CódigoXY

La magia del cine consiste en hacernos creer que suceden cosas que relamente no pasan. Esta afirmación cobra más fuerza cuando el objetivo de la cámara es una escena de sexo. Las primeras veces románticas, la pasión desatad, los orgasmos -nunca mejor dicho- de película... En pantalla hemos visto de todo, según ABC. (Los secretos del cine para hacer las escenas de sexo)

Hay que partir de la base de que la mayor parte de esas secuencias rara vez se reproducen en la vida real, lo que se desconoce es lo incómodo que es su rodaje para los protagonistas. No es excitante. La multitud de cámaras y gente, además de las órdenes de los responsables de la grabación, impide que sea divertido para los actores. Y si lo hacen, no es un gesto apropiado para el juego de la seducción, todo lo contrario: resulta embarazoso. (5 de las peores escenas de sexo de la Historia del Cine)

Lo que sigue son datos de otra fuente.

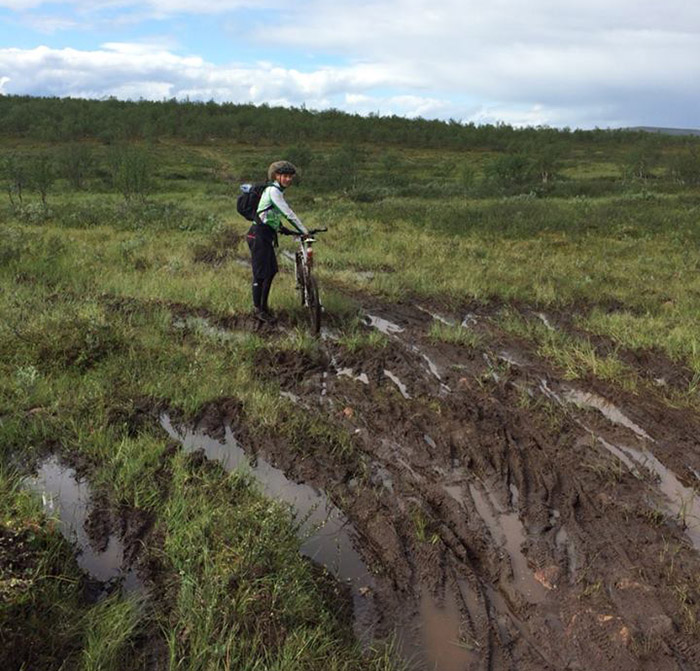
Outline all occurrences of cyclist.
[247,161,307,323]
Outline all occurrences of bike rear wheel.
[306,277,321,335]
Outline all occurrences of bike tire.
[294,252,306,306]
[306,277,321,336]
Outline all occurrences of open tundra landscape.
[0,96,700,671]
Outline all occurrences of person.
[247,161,308,323]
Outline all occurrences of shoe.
[255,310,277,324]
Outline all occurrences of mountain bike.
[294,228,328,335]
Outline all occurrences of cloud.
[0,0,700,127]
[0,42,416,105]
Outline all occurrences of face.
[277,174,294,189]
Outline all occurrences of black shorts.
[246,224,277,280]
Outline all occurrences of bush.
[109,145,151,201]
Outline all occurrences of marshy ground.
[0,122,700,671]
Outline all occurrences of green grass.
[0,134,700,670]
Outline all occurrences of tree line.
[0,95,688,151]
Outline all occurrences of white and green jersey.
[258,181,307,233]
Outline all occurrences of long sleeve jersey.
[258,181,308,233]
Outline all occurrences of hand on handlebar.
[302,228,328,238]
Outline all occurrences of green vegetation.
[0,97,700,670]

Los actores trabajan como marionetas, protagonistas de un engranaje que los directores manejan a su antojo; una coreografía en la que cada movimiento está medido al milímetro. En estas escenas no cabe la improvisación, pues la intención final es que todo encaje.

The Sun ha hecho una recopilación de algunas de las anécdotas detrás de estas escenas, incómodas algunas y otras divertidas. Por ejemplo, nada hacía presagiar que la escena de sexo entre Daenerys Targaryen y Khal Drogo en «Juego de tronos» iba a ser sutil. De hecho, destacaba por su rudeza y brusquedad. Sin embargo, según Emilia Clarke, Jason Momoa relajó el tenso ambiente cuando apareció con el «modesto» calcetín que cubría sus partes teñido de rosa. La actriz le dijo a Graham Norton: «¡Es grande y es rosa, y no sé qué hacer!».

«Los Tudor» se hizo popular por sus explícitas escenas de sexo, pero filmarlas no era tan difícil como cabía esperar. Henry Cavill llegó a decir a la revista «Men's Health»: «Una chica tenía que estar encima de mí, tenía unos pechos espectaculares y no había puesto mis cosas en una posición inofensiva. Básicamente, ella se estaba frotando sobre mí y se puso un poco difícil. Tuve que disculparme después. No es genial cuando estás en un entorno de actuación profesional, y pasa esto. No, no es aceptable».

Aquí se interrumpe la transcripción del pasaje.